Hilton Metal Forging Limited (HILTON) is a prominent manufacturer and exporter of steel forged flanges, fittings, and oilfield components. A key investment highlight is its strategic expansion into the railway sector, specifically the manufacturing of forged wheels, which diversifies its revenue stream beyond the traditional oil and gas sector. The company holds ISO 9001 and PED certifications, ensuring international quality standards.
Main competitors in the Indian forging industry include MM Forgings, Ramkrishna Forgings, and Bharat Forge, although Hilton’s niche focus on specialized oilfield equipment and its new railway initiatives provide a unique positioning.
Are the latest financial results for Hilton Metal Forging Limited healthy? What are the revenue and profit trends?
Based on the latest filings for the FY 2023-24 and the most recent quarterly reports (Q3/Q4 FY24), Hilton Metal Forging has shown significant growth. For the full year ending March 2024, the company reported a total income of approximately ₹110 crore - ₹120 crore, marking a steady increase from the previous year.
The Net Profit has seen a substantial turnaround, moving from marginal figures to a more robust profitability profile as margins improved. The debt-to-equity ratio remains manageable, reflecting a healthier balance sheet as the company utilizes internal accruals for expansion.
Is the current valuation of HILTON stock high? How do its P/E and P/B ratios compare to the industry?
As of mid-2024, HILTON is trading at a Price-to-Earnings (P/E) ratio that is often considered competitive compared to mid-cap forging peers. While the P/E might appear elevated relative to historical lows, it reflects the market's anticipation of growth from the railway wheel project.
Its Price-to-Book (P/B) ratio typically aligns with the industry average for specialized engineering firms. Investors should compare these metrics against the Nifty Metal or Industrial Manufacturing indices to gauge if the stock is undervalued or overbought.
How has the HILTON stock price performed over the last three months and one year?

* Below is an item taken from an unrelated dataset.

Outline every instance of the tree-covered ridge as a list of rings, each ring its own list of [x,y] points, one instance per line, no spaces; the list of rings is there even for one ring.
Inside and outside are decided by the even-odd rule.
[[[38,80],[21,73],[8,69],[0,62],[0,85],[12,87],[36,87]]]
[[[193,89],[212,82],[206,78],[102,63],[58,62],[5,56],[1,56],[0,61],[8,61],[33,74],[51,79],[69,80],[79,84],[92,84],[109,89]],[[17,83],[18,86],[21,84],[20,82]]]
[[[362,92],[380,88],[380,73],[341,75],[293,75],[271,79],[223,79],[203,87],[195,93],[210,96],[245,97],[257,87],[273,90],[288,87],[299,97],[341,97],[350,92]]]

Over the past one year, HILTON has been a multi-bagger candidate for many investors, significantly outperforming the broader Nifty 50 index. The stock has seen gains exceeding 50-80% in a 12-month period, driven by new contract wins and the "Make in India" push in the railway sector.

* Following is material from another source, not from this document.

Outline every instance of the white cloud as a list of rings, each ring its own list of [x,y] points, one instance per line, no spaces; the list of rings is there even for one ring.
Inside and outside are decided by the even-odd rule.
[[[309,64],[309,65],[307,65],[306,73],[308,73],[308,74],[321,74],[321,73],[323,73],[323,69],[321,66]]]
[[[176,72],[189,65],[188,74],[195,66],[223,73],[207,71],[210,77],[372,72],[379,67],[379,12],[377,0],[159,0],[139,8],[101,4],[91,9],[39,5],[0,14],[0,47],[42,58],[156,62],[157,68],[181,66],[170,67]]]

In the last three months, the stock has experienced consolidation with moderate volatility, reflecting general market trends in the small-cap engineering segment. It has generally outperformed smaller peers in the forging space during bullish cycles.
Are there any recent positive or negative industry news affecting HILTON?

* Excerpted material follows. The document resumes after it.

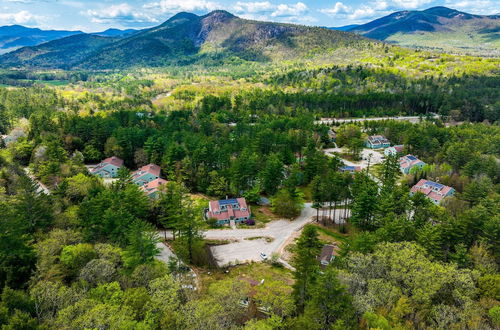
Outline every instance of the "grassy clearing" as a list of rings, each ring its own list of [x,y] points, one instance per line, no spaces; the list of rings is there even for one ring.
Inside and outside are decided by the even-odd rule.
[[[265,224],[270,221],[281,219],[271,211],[269,206],[252,205],[251,210],[252,218],[255,220],[255,226],[251,226],[251,228],[261,228],[259,225],[265,226]]]
[[[349,236],[339,233],[336,229],[326,228],[320,224],[313,224],[320,234],[320,239],[331,241],[333,238],[336,242],[347,243]],[[348,230],[349,232],[349,230]]]
[[[219,270],[203,270],[200,272],[202,287],[208,288],[210,284],[221,280],[246,280],[253,282],[264,281],[281,281],[292,285],[292,273],[280,266],[273,266],[268,263],[258,262],[246,265],[238,265],[228,269]]]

The industry sentiment is largely positive due to the Indian Government’s PLI (Production Linked Incentive) scheme and the massive capital expenditure planned for Indian Railways. Hilton’s entry into the forged wheel market is a direct beneficiary of this trend.
On the negative side, fluctuations in raw material prices (specifically scrap and carbon steel) and high global freight costs remain risks that could impact operating margins in the short term.
Have major institutions or FIIs bought or sold HILTON stock recently?
Historically, HILTON has been primarily driven by promoter holding and retail participation. However, recent shareholding patterns indicate an increasing interest from High Net-worth Individuals (HNIs) and boutique investment firms.
While Foreign Institutional Investors (FIIs) have a smaller footprint in this micro-cap stock compared to giants like Bharat Forge, any increase in FII or Domestic Institutional Investor (DII) stake in upcoming quarterly filings is often viewed by the market as a strong signal of institutional confidence in the company's new growth trajectory.